This blog began in late 2006 with the planning and preparation for a circumnavigation of the world in my 39-foot sail boat Pachuca. It then covered a successful 5-year circumnavigation that ended in April 2013. The blog now covers life with Pachuca back home in Australia.

Pachuca

Pachuca
Pachuca in Port Angeles, WA USA

Sunday, April 19, 2009

Fire Water



Yesterday morning Richard motored out of Ala Wai Boat Harbor aboard his ketch Fire Water. Arnold and I had met Richard and his wife Doris (who flies in and out) at Hilo. Fire Water has a full length keel and is extremely solidly built. It weighed in at 33,000 lb fully laden, which is considerably heavier than Pachuca, which is about 5 ft longer. Richard says that it is a relatively slow boat but extremely stable in a storm. Last year one of the competitors in the biannual TransPac race abandoned (and scuttled) his boat in a storm between Hawaii and California. Richard and Doris were about 200 nm away in the same storm relaxing inside of the boat. He's been around the Pacific Ocean about a dozen times and has made the Hawaii-Juan de Fuca run sixteen times, if my memory serves me correctly.

Richard is headed to an indeterminate Hawaiian Island (Maui, maybe, or perhaps Molokai) for an indeterminate amount of time. However, it is likely that we will both be sailing the NE Pacific in May and we plan to keep in daily contact. Starting on Wednesday by which time I might have my new communications system working, he'll be trying to hail me at a particular time on a particular frequency. Richard has also provided me with all sorts of radio schedules for Armed Forces Radio, ship-ship communication, "Summer Passage" radio for good advice from Don the operator, etc.
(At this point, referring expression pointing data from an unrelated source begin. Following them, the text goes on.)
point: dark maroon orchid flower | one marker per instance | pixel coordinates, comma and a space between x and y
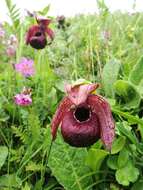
84, 117
37, 34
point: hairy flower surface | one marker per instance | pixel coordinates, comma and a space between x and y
37, 34
25, 67
11, 50
84, 117
23, 99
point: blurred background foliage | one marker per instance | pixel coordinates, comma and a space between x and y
105, 48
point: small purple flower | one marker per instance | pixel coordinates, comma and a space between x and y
12, 40
22, 99
25, 67
11, 50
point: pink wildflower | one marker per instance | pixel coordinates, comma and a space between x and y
2, 32
10, 50
25, 67
23, 99
12, 40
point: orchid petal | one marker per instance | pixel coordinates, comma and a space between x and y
64, 106
103, 111
79, 93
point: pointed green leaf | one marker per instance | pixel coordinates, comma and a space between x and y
118, 144
112, 162
126, 94
109, 76
123, 158
3, 155
127, 174
95, 158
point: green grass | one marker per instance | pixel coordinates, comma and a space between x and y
79, 51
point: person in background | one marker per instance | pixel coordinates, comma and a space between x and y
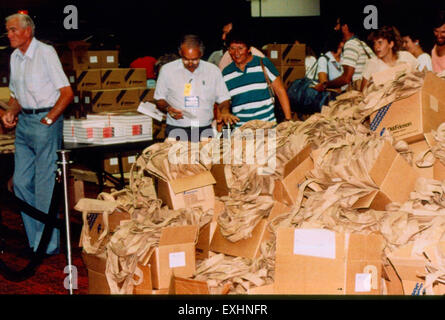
227, 57
247, 83
215, 56
328, 65
411, 43
309, 61
187, 89
438, 51
40, 92
355, 54
387, 47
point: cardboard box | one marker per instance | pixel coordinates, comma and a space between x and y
418, 148
146, 94
179, 285
408, 119
111, 99
97, 281
135, 78
287, 54
266, 289
389, 169
192, 191
247, 248
112, 78
221, 188
75, 56
206, 233
102, 59
291, 73
175, 255
320, 261
87, 79
111, 165
410, 266
109, 58
96, 224
286, 189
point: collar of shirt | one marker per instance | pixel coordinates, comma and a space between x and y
29, 52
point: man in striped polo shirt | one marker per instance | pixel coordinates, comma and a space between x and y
247, 84
354, 57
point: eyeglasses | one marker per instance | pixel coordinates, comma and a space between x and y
194, 61
237, 49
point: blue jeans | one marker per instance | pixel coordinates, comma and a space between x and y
35, 162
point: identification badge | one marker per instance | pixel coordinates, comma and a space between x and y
187, 89
191, 102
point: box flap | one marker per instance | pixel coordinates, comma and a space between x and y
192, 182
296, 160
434, 86
177, 235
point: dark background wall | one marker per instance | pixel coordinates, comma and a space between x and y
155, 27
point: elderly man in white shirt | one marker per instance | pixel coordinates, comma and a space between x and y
40, 92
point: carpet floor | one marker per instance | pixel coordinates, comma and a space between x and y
50, 276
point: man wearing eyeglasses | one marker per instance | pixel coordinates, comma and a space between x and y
187, 89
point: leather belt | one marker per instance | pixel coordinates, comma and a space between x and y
35, 111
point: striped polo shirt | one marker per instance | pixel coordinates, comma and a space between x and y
248, 90
354, 55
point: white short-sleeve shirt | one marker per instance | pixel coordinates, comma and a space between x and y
425, 62
195, 92
36, 76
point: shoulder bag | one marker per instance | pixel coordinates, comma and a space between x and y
304, 99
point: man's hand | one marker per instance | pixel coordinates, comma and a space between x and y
175, 113
9, 119
319, 87
228, 118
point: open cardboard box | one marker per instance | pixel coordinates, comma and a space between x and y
206, 233
247, 248
320, 261
388, 172
97, 281
175, 255
188, 192
96, 223
286, 189
409, 118
410, 268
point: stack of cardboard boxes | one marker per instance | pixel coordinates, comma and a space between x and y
310, 261
289, 60
100, 85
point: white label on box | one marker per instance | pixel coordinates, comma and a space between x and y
434, 104
274, 54
315, 243
362, 282
176, 259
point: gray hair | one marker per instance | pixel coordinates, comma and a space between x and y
192, 41
25, 21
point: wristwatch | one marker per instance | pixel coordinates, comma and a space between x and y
48, 120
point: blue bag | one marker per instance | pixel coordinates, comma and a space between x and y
306, 100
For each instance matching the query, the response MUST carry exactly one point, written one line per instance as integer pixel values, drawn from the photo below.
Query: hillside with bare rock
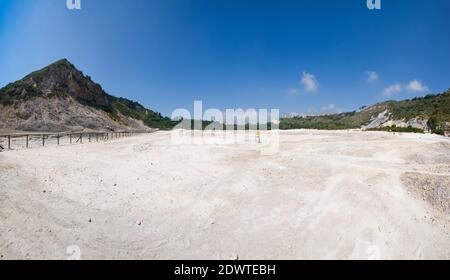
(59, 98)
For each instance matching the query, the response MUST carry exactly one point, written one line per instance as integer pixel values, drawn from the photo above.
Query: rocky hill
(429, 113)
(61, 98)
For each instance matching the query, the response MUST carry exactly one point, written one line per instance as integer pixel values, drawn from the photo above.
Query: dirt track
(324, 195)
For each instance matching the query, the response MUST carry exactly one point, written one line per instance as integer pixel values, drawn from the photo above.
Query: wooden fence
(13, 141)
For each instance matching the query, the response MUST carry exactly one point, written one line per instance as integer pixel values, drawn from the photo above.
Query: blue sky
(298, 56)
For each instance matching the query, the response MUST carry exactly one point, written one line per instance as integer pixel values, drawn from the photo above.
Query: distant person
(258, 136)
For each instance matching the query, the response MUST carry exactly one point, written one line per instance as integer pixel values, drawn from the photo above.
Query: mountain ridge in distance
(60, 98)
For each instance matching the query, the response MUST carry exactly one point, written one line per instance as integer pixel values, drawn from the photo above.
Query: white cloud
(309, 82)
(372, 76)
(293, 90)
(417, 86)
(392, 90)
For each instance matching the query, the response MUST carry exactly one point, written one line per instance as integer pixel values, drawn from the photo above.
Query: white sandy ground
(324, 195)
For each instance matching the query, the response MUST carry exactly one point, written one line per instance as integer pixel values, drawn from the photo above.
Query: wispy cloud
(309, 82)
(417, 86)
(372, 76)
(392, 90)
(293, 91)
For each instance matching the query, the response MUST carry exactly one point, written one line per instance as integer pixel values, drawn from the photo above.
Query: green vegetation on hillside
(435, 108)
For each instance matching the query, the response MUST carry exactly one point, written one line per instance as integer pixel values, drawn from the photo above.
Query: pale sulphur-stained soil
(323, 195)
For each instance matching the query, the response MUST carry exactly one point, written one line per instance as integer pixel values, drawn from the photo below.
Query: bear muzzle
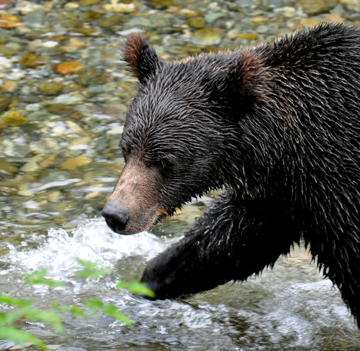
(133, 207)
(116, 218)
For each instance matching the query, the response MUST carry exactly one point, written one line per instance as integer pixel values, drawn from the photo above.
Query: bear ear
(141, 58)
(240, 82)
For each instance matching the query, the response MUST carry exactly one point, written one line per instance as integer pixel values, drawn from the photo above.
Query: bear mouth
(127, 222)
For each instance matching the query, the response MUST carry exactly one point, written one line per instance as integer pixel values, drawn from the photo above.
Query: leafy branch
(22, 310)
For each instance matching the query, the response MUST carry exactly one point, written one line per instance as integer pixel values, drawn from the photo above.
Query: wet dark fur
(279, 126)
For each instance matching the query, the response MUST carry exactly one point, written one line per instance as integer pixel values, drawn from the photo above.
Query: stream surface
(288, 308)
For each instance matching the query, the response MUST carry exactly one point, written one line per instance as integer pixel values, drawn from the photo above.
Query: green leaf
(20, 337)
(38, 277)
(135, 287)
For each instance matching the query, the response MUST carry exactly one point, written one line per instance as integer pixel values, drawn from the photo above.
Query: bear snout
(116, 218)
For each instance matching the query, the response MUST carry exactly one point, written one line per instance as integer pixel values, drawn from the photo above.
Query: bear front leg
(234, 239)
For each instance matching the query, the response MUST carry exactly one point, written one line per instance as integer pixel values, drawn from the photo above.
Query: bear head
(181, 126)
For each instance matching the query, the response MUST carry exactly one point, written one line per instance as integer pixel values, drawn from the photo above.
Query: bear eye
(166, 163)
(125, 151)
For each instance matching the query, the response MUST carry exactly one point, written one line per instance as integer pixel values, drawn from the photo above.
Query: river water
(288, 308)
(60, 126)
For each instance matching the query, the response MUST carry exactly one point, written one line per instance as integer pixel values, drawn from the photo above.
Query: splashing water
(288, 308)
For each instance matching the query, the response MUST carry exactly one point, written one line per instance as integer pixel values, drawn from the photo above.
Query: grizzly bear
(277, 127)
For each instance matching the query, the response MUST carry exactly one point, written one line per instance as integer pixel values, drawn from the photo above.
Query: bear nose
(116, 218)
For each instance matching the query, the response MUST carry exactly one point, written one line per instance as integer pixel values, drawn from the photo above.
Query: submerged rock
(206, 37)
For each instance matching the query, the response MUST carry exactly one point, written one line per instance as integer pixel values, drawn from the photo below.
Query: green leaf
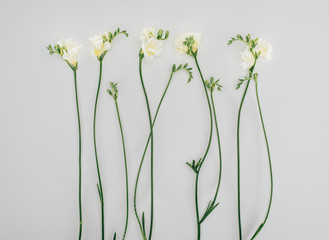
(143, 223)
(211, 206)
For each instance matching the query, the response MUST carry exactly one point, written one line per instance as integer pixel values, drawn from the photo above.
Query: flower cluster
(255, 48)
(102, 43)
(68, 49)
(188, 43)
(152, 42)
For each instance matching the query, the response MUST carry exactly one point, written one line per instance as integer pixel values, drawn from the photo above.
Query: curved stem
(151, 132)
(126, 170)
(79, 126)
(219, 148)
(238, 157)
(269, 161)
(99, 185)
(205, 154)
(143, 156)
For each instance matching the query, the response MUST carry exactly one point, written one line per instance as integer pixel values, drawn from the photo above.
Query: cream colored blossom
(247, 58)
(69, 50)
(264, 48)
(151, 46)
(99, 44)
(147, 33)
(181, 48)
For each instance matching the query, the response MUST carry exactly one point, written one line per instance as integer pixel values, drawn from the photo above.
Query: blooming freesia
(68, 49)
(263, 49)
(100, 43)
(247, 58)
(151, 45)
(187, 42)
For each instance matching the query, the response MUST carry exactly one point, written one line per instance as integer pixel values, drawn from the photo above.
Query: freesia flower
(147, 33)
(151, 45)
(248, 59)
(100, 43)
(264, 48)
(68, 49)
(187, 41)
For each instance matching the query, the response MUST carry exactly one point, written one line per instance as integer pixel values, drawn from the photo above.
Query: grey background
(38, 129)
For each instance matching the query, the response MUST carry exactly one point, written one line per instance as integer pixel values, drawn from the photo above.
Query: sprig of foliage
(110, 36)
(252, 43)
(242, 80)
(189, 41)
(212, 84)
(55, 49)
(211, 206)
(143, 224)
(114, 90)
(195, 165)
(160, 35)
(183, 67)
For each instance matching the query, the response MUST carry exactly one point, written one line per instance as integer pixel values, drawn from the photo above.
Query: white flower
(147, 33)
(247, 58)
(151, 46)
(69, 50)
(100, 46)
(265, 48)
(181, 47)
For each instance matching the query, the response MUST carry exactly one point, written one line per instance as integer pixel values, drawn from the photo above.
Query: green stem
(99, 185)
(79, 126)
(151, 133)
(238, 157)
(269, 161)
(126, 170)
(144, 153)
(205, 154)
(219, 148)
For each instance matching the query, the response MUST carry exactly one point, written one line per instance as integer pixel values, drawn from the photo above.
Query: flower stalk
(188, 43)
(151, 46)
(173, 71)
(69, 51)
(255, 49)
(101, 45)
(114, 93)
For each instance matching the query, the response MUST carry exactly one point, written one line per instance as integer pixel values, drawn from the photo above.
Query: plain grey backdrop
(38, 127)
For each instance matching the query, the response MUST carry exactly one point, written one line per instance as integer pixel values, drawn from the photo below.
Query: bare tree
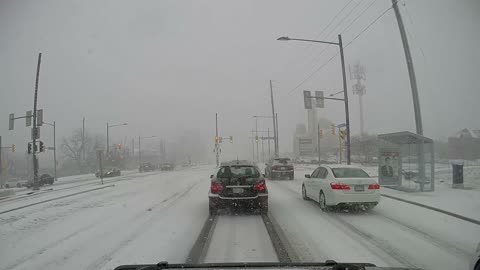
(72, 148)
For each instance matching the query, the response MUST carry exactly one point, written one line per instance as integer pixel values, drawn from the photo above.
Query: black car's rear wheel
(264, 207)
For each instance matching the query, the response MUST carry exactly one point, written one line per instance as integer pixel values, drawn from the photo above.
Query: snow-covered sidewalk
(463, 202)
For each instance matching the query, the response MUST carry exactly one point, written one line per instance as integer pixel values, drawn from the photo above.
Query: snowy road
(158, 216)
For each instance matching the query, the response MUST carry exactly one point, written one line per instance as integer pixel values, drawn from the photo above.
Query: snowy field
(150, 217)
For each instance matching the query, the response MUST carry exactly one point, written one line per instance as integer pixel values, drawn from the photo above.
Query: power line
(323, 30)
(366, 28)
(313, 73)
(333, 19)
(346, 16)
(358, 16)
(349, 43)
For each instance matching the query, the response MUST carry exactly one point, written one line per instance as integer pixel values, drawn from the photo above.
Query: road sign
(10, 121)
(320, 101)
(28, 119)
(40, 117)
(307, 99)
(35, 133)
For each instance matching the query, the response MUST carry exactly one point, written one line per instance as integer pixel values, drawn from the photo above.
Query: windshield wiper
(165, 265)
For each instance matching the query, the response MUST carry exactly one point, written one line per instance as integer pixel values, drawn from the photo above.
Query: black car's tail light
(216, 187)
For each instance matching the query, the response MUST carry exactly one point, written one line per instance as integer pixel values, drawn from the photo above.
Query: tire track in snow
(92, 226)
(106, 257)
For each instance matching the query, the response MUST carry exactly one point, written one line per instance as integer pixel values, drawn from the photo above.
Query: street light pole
(345, 93)
(345, 97)
(108, 144)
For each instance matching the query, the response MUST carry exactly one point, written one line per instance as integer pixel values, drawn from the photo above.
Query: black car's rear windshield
(282, 161)
(349, 173)
(242, 173)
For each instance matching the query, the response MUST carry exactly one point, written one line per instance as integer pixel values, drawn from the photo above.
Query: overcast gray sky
(168, 66)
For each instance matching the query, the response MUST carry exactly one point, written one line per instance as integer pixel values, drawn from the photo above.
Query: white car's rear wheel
(304, 193)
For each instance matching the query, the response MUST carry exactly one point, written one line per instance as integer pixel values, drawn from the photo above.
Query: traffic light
(42, 146)
(343, 133)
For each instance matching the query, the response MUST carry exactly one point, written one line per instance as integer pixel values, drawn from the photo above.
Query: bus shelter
(406, 161)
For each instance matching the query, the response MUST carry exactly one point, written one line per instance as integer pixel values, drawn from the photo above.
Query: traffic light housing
(42, 146)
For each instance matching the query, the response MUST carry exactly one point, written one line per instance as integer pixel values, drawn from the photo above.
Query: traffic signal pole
(35, 131)
(217, 154)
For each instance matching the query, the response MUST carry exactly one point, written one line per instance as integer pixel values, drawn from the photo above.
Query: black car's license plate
(359, 188)
(237, 190)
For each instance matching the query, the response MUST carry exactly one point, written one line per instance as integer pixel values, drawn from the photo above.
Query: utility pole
(253, 146)
(411, 71)
(217, 154)
(55, 153)
(318, 143)
(133, 148)
(275, 134)
(256, 137)
(139, 153)
(83, 138)
(276, 125)
(1, 167)
(345, 97)
(413, 85)
(268, 135)
(35, 131)
(263, 151)
(359, 89)
(108, 145)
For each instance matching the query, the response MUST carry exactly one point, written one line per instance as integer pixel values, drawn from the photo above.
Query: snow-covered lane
(393, 234)
(153, 218)
(240, 238)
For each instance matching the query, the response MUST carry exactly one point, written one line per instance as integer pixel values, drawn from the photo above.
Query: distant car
(44, 179)
(475, 262)
(341, 186)
(146, 167)
(109, 173)
(166, 167)
(279, 168)
(237, 184)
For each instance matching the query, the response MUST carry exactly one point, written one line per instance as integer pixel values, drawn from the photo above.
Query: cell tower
(359, 74)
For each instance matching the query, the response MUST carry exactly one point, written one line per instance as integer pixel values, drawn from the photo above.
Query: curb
(471, 220)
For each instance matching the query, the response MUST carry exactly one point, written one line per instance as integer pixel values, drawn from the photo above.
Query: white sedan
(341, 186)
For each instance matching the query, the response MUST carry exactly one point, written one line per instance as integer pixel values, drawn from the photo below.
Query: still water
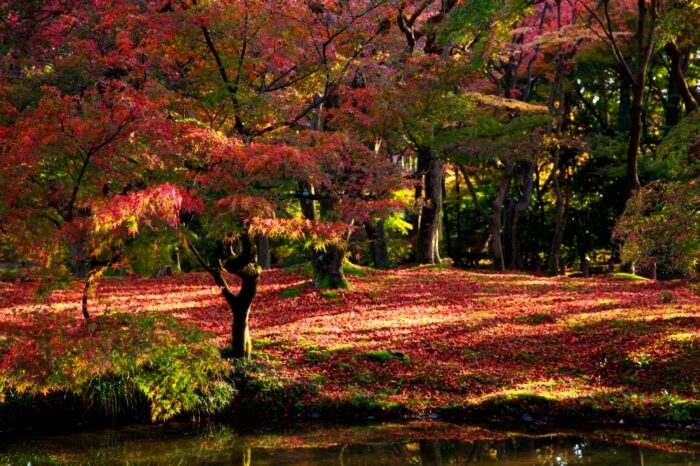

Richard will be heading to North of Juan de Fuca, to an Indian reservation in Canada where his wife Doris' people live.

Enlarge the middle photo (double click with left mouse button) to get a nice closeup of Richard on his boat. He has Aries wind steering at the back. In the background is the back of The Fuel Dock, one of my favorite places in the entire planet. (There is enough material in The Fuel Dock story for an excellent Steinbeck novel - "Fuel Dock Row"? "Of Mice and Mariners"?)

The bottom photo is of Jerry working on the radar yesterday. (I document everything!)